En Italia lees muy poco, ¿tienes alguna explicación? Hay una evidente fragmentación de la información. Hace solo diez años, también leíamos cuando teníamos poco tiempo, viajando para ir a la escuela o al trabajo, mientras esperábamos que se cocinara la pasta, antes de acostarnos, en el baño. Ahora vayamos a Facebook, Twitter, publiquemos fotos en Instagram y escribamos sobre Whatsupp, que ha ocupado el lugar de los bancos donde antes nos encontramos sin una cita con amigos: tenemos que decidir el momento de leer.

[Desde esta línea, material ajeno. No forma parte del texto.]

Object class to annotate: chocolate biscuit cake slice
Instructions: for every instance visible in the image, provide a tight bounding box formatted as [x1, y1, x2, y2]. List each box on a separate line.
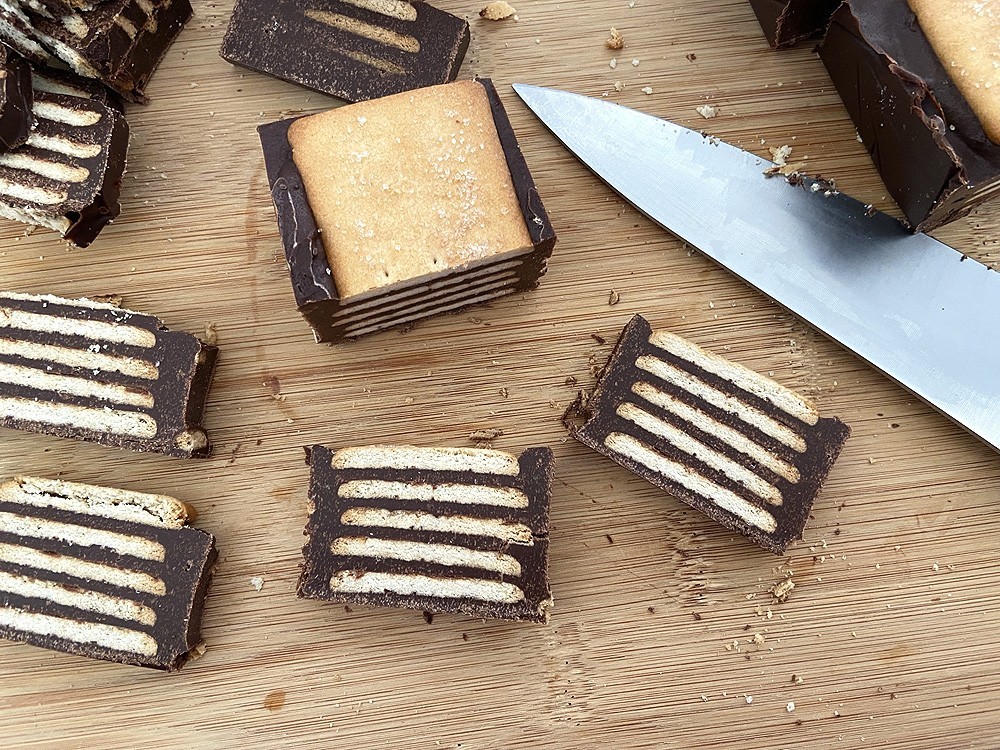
[0, 477, 216, 670]
[0, 91, 129, 247]
[0, 292, 218, 458]
[259, 80, 556, 341]
[565, 315, 850, 554]
[0, 0, 191, 101]
[299, 445, 552, 622]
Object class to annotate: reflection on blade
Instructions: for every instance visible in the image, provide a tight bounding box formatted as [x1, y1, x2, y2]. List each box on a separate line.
[514, 84, 1000, 450]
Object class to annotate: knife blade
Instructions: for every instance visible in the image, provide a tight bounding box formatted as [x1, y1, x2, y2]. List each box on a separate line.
[514, 84, 1000, 450]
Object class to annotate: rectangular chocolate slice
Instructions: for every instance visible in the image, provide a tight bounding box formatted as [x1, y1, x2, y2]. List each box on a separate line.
[0, 477, 217, 671]
[259, 80, 556, 341]
[750, 0, 840, 48]
[0, 292, 218, 458]
[564, 315, 850, 554]
[219, 0, 469, 102]
[299, 445, 552, 622]
[819, 0, 1000, 231]
[0, 44, 35, 151]
[0, 91, 129, 247]
[0, 0, 191, 101]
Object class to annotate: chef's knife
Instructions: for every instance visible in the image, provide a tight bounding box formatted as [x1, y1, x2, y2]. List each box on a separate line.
[514, 84, 1000, 450]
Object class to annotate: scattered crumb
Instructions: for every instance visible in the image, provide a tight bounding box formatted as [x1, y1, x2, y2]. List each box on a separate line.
[768, 144, 792, 167]
[771, 578, 795, 602]
[264, 375, 285, 401]
[479, 0, 517, 21]
[469, 427, 503, 448]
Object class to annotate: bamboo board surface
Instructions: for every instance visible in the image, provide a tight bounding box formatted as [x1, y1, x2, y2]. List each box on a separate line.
[0, 0, 1000, 750]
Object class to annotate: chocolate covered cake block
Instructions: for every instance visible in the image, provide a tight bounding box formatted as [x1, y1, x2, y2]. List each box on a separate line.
[564, 315, 850, 554]
[219, 0, 469, 102]
[0, 0, 191, 101]
[0, 44, 35, 152]
[819, 0, 1000, 231]
[0, 477, 217, 671]
[259, 80, 556, 341]
[0, 292, 218, 458]
[299, 445, 552, 622]
[0, 91, 129, 247]
[750, 0, 840, 47]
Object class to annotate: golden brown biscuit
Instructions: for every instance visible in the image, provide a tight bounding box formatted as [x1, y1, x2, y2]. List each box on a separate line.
[908, 0, 1000, 143]
[288, 81, 532, 299]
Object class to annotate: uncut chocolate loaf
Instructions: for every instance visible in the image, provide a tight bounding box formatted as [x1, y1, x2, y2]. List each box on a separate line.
[259, 80, 556, 341]
[0, 292, 218, 458]
[750, 0, 840, 47]
[0, 477, 217, 670]
[299, 445, 552, 622]
[819, 0, 1000, 231]
[564, 315, 850, 554]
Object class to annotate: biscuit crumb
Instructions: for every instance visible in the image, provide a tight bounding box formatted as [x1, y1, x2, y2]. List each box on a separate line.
[479, 0, 517, 21]
[469, 427, 503, 448]
[771, 578, 795, 602]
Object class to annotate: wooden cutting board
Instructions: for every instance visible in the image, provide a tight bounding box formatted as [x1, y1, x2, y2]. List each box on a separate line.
[0, 0, 1000, 750]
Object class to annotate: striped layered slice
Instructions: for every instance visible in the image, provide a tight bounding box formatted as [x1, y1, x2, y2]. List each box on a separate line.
[0, 91, 128, 247]
[0, 0, 191, 101]
[0, 477, 216, 670]
[299, 445, 552, 622]
[0, 292, 217, 457]
[219, 0, 469, 102]
[567, 315, 850, 553]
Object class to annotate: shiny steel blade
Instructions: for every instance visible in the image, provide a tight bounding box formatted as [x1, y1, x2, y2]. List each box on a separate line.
[514, 84, 1000, 450]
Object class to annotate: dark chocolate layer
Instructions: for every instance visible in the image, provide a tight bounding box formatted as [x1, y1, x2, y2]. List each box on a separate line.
[257, 79, 556, 342]
[0, 480, 217, 671]
[0, 293, 218, 458]
[819, 0, 1000, 231]
[0, 45, 35, 151]
[219, 0, 469, 102]
[565, 315, 850, 554]
[750, 0, 840, 47]
[299, 445, 552, 622]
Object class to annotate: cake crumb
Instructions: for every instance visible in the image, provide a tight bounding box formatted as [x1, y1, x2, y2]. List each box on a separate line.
[479, 0, 517, 21]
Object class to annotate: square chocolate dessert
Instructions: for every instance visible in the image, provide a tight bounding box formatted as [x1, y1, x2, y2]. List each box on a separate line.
[819, 0, 1000, 231]
[259, 80, 556, 341]
[564, 315, 850, 554]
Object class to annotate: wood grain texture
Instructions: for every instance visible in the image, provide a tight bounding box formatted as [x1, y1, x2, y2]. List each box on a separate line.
[0, 0, 1000, 750]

En un mundo que corre rápido, la lectura es una declaración de lentitud, significa apostar a la belleza de descubrir algo nuevo para mantener en el interior, y aquí volvemos a la razón por la que quería hablar sobre la Pensión Palomar.

Eso? Necesitamos encontrar el tiempo para reducir la velocidad y comprender realmente quiénes somos, no convertirnos en fragmentos de información que fluye en las vidas de los demás y en nuestras propias vidas, como las noticias rápidas, y pronto olvidables, que buscamos aburridas en Internet.